After providing recuperative care, the Illumination Foundation secured public assistance for the CCP participants who qualified and contacted landlords willing to accept them as renters. Some of the participants obtained housing vouchers through the U.S. Department of Housing and Urban Development, which in recent years has embraced a the “housing first” approach.
The Affordable Care Act plays a role in homeless care by allowing low-income single people to enroll in Medi-Cal, and by fining hospitals for readmitting patients who were dumped without follow-up treatment.
Results and Resistance
Chronic Care Plus’s results and cost savings are dramatic, but whether they hold up over the long term has yet to be seen.
Meanwhile, advocates of recuperative care and long-term housing still face an uphill climb in their efforts to convince the establishment that their approach is worth pursuing.
Illumination Foundation officials have had to scramble to fund their work and to persuade hospitals to pay for recuperative care, even though it is a fraction of the cost of repeat visits to the emergency room and hospitalizations.
It’s also difficult to find affordable or discounted apartments in Southern California’s tight rental market.
Another issue is whether charitable efforts to ameliorate the hardships of life on the street sometimes undermine long-term goals to get people permanently housed.
For example, numerous church and student groups routinely bring food to homeless people at the Civic Center.
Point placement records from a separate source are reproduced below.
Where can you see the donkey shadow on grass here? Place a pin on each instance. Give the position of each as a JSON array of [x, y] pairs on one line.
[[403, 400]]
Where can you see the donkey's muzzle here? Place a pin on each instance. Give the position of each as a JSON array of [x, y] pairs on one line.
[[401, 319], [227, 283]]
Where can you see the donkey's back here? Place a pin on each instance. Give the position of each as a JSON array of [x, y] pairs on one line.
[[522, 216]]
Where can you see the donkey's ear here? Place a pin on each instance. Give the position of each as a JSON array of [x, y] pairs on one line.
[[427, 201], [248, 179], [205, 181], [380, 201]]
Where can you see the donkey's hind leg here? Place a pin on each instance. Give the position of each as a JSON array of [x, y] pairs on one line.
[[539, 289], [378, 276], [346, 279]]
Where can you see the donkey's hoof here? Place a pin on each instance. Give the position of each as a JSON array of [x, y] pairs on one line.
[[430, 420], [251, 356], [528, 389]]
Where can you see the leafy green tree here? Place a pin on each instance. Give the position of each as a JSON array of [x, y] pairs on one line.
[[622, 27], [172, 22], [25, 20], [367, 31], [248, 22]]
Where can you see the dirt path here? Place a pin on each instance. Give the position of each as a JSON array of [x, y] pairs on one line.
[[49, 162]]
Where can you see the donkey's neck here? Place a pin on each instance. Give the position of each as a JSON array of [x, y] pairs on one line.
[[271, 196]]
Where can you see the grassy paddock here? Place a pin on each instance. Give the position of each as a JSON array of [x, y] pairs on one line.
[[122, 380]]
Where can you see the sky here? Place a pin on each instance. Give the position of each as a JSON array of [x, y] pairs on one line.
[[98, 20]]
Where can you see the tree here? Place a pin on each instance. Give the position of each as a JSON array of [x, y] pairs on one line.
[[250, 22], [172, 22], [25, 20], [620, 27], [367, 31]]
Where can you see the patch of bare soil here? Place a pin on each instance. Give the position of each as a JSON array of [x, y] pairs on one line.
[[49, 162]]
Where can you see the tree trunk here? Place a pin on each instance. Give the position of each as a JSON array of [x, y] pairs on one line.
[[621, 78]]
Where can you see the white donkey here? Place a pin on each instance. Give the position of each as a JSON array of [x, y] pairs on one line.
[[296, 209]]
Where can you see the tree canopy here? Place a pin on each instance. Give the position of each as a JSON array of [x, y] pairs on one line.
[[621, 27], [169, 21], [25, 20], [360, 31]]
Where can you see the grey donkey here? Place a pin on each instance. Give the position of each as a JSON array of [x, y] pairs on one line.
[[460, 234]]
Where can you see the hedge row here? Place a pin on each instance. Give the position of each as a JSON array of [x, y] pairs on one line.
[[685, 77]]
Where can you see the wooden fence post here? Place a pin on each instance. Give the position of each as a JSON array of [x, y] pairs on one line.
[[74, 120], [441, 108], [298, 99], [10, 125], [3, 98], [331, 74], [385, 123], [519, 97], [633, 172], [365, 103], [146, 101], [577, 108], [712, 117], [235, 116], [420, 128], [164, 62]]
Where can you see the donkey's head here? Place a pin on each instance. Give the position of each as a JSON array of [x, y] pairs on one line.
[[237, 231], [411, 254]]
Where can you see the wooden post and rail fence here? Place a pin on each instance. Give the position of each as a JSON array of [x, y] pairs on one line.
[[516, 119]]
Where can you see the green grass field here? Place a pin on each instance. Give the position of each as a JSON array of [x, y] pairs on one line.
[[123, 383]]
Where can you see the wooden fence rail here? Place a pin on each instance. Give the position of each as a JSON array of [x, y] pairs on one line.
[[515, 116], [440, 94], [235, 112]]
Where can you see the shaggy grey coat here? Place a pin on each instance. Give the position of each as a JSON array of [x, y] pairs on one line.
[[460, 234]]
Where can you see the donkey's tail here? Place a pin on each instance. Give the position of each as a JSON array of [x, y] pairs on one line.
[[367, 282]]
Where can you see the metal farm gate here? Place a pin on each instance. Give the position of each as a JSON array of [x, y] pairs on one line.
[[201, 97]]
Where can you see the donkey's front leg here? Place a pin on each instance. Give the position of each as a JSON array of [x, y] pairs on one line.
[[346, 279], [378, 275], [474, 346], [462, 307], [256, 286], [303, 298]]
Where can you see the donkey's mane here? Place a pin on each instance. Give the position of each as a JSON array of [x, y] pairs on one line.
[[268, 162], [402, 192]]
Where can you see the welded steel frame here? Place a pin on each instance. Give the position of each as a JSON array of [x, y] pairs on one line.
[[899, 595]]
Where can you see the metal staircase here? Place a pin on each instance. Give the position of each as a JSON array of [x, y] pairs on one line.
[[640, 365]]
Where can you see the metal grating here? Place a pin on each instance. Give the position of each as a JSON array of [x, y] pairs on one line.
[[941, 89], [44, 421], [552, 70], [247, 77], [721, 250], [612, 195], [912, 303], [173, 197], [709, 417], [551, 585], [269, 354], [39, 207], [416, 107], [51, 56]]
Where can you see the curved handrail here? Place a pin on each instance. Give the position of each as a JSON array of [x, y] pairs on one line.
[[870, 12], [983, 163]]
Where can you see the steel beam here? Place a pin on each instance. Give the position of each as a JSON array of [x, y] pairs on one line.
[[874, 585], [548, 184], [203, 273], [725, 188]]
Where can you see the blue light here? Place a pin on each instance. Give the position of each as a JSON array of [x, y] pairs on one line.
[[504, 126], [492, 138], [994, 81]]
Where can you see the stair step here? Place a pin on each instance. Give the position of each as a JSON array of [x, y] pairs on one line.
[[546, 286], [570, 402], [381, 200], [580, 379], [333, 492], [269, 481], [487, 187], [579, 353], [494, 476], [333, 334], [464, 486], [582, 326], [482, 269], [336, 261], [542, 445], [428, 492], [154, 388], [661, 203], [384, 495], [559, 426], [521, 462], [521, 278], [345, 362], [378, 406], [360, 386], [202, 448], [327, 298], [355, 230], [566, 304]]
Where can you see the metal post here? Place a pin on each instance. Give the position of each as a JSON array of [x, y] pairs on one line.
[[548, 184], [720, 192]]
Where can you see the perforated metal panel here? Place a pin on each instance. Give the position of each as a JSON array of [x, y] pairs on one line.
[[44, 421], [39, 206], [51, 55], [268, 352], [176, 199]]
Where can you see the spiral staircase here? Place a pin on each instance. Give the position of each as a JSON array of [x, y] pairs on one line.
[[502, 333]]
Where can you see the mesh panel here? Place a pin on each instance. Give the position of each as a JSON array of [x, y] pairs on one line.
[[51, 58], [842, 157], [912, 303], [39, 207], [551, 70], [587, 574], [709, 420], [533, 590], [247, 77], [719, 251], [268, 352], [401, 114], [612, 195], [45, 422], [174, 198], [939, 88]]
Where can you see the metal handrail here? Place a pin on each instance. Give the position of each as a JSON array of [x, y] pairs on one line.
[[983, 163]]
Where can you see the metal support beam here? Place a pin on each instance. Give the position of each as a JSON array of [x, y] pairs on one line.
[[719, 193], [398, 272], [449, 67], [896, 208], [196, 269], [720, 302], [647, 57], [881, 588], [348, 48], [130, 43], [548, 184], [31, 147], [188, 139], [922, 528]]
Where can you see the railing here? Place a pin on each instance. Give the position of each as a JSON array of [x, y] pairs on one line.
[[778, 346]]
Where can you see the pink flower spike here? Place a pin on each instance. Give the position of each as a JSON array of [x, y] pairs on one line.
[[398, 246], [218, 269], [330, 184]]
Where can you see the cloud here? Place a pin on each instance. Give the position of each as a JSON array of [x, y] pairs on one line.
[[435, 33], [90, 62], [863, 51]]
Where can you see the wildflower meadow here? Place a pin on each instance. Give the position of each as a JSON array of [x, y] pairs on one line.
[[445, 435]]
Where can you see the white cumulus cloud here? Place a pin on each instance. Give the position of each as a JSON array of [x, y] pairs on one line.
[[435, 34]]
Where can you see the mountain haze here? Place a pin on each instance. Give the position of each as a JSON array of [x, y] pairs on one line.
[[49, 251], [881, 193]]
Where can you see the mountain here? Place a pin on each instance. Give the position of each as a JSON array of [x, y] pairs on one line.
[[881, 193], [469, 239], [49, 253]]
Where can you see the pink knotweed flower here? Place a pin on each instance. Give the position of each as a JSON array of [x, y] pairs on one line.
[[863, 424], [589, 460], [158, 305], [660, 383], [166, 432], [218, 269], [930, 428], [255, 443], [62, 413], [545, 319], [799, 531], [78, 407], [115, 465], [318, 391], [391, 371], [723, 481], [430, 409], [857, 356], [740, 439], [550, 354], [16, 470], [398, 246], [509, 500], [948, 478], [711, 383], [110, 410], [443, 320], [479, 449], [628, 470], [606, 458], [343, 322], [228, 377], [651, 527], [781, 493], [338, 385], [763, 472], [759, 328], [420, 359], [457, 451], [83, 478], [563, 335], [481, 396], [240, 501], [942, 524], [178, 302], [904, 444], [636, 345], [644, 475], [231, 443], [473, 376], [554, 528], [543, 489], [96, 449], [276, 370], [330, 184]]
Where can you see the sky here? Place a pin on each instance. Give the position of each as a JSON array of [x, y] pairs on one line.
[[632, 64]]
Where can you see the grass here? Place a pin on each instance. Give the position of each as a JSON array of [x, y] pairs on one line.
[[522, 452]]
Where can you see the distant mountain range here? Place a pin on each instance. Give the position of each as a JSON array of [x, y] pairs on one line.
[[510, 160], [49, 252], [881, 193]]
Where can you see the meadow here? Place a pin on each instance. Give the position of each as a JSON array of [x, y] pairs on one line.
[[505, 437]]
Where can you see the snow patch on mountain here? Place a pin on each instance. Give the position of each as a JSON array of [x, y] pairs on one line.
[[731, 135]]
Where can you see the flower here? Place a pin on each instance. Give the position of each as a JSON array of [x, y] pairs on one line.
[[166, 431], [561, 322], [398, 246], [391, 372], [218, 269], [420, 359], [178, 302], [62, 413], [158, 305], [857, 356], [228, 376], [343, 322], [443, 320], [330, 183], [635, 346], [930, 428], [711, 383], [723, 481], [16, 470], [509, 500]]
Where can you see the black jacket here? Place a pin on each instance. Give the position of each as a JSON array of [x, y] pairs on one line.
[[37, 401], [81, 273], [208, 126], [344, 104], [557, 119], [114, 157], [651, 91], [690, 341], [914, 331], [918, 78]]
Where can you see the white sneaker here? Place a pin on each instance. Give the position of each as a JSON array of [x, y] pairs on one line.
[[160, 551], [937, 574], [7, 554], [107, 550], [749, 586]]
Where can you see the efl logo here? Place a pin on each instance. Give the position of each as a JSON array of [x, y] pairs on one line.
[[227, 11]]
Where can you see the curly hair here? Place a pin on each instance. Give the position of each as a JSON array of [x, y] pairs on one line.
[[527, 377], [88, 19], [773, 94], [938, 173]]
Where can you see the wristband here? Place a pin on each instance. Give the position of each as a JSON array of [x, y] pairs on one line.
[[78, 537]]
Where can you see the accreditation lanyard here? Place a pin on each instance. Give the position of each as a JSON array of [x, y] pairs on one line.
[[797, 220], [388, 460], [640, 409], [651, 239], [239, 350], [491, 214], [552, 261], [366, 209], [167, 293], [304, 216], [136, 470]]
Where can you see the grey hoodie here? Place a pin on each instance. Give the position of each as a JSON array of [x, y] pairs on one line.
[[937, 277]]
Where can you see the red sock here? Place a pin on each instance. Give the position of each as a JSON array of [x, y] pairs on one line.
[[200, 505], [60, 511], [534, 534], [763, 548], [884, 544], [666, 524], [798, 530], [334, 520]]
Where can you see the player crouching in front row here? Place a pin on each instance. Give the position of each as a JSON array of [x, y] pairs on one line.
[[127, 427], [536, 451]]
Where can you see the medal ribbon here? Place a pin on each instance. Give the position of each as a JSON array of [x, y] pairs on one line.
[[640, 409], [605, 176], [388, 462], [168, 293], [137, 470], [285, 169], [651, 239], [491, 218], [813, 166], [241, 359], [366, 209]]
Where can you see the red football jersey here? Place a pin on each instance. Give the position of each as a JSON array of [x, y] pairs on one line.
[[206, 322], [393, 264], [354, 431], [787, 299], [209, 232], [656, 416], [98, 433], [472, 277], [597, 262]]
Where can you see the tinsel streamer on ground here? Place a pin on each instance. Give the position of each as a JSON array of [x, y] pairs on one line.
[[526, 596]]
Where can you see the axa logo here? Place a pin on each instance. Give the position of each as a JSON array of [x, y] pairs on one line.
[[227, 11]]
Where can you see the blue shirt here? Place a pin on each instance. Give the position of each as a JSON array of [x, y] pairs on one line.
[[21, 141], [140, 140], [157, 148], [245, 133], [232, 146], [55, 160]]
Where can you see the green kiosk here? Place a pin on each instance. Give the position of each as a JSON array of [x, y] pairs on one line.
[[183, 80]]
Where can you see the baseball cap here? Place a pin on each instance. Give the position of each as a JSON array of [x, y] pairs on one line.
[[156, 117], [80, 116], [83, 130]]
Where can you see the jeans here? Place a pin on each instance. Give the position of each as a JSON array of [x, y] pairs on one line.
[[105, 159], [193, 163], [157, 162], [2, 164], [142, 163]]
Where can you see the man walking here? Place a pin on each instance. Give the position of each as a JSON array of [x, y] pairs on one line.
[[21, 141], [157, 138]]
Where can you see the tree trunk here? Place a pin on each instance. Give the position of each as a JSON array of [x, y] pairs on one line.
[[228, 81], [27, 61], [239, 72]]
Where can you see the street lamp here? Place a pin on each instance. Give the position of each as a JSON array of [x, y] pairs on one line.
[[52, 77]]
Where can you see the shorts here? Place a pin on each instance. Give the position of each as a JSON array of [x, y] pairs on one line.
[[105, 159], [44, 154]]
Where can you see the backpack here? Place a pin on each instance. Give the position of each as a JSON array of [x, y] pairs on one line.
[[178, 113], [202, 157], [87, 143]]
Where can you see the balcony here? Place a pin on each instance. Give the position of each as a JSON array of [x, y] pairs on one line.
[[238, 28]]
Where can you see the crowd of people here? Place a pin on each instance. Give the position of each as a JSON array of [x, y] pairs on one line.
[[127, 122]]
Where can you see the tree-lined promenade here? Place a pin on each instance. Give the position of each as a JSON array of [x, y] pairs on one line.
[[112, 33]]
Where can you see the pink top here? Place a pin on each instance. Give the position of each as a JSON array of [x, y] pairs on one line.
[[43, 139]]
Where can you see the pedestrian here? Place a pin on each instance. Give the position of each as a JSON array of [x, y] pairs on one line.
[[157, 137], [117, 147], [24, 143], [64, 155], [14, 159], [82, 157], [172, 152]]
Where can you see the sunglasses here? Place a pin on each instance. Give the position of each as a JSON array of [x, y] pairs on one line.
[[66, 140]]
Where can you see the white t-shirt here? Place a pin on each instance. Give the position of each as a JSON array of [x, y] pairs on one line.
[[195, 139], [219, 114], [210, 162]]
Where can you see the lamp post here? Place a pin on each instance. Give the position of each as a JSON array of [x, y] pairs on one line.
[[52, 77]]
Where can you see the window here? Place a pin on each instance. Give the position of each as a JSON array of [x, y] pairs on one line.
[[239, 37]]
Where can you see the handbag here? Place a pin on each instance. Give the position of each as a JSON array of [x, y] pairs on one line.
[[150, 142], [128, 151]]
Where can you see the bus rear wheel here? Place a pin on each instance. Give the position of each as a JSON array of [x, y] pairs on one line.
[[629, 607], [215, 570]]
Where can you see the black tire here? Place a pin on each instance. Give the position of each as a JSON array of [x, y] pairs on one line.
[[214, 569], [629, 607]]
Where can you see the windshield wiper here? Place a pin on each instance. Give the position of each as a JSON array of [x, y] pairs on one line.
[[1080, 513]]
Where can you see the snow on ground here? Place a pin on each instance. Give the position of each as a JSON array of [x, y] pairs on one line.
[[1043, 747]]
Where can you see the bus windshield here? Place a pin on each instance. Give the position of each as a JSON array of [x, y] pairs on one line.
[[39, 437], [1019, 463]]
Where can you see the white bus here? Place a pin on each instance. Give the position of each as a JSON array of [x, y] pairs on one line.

One charitable group even serves pop-up gourmet meals to Santa Ana’s homeless. But feeding alone, though well-intentioned, is not always helpful, said Leon of the Illumination Foundation.
“I would argue this with anyone. I heard it best said by a nun at a conference on homelessness. She said, ‘If you are still feeding people in a park, shame on you.’ What happens is it makes them dependent on that food,” Leon said. “Now that we’ve come so far with shelter and caring for the homeless, the days of the PB&J ministries are long gone. We’re past that. With just a little bit more effort you can connect people to true housing.”
On a recent Sunday afternoon, a homeless woman named Tina and her daughter were lying on a blanket on the Civic Center grounds. They said there had been at least six “feedings” at the Civic Center already that day. Numerous sack lunches, Vietnamese sandwiches, water bottles and soda cans were piled on the corners of their blanket. Tina was grateful for the food but had nowhere to store perishable items, she said.
While the feedings relieve an immediate problem, the people who organize them should try to work with the organizations seeking permanent remedies to homelessness to reinforce their efforts, said Odell of UniHealth, the funders of CCP.
“Feeding programs are a charity. They’re trying to ameliorate an immediate need. Philanthropy is strategic and looks at root causes and long term solutions,” she said. But the two can work in tandem, she added: “One can exist beside the other.”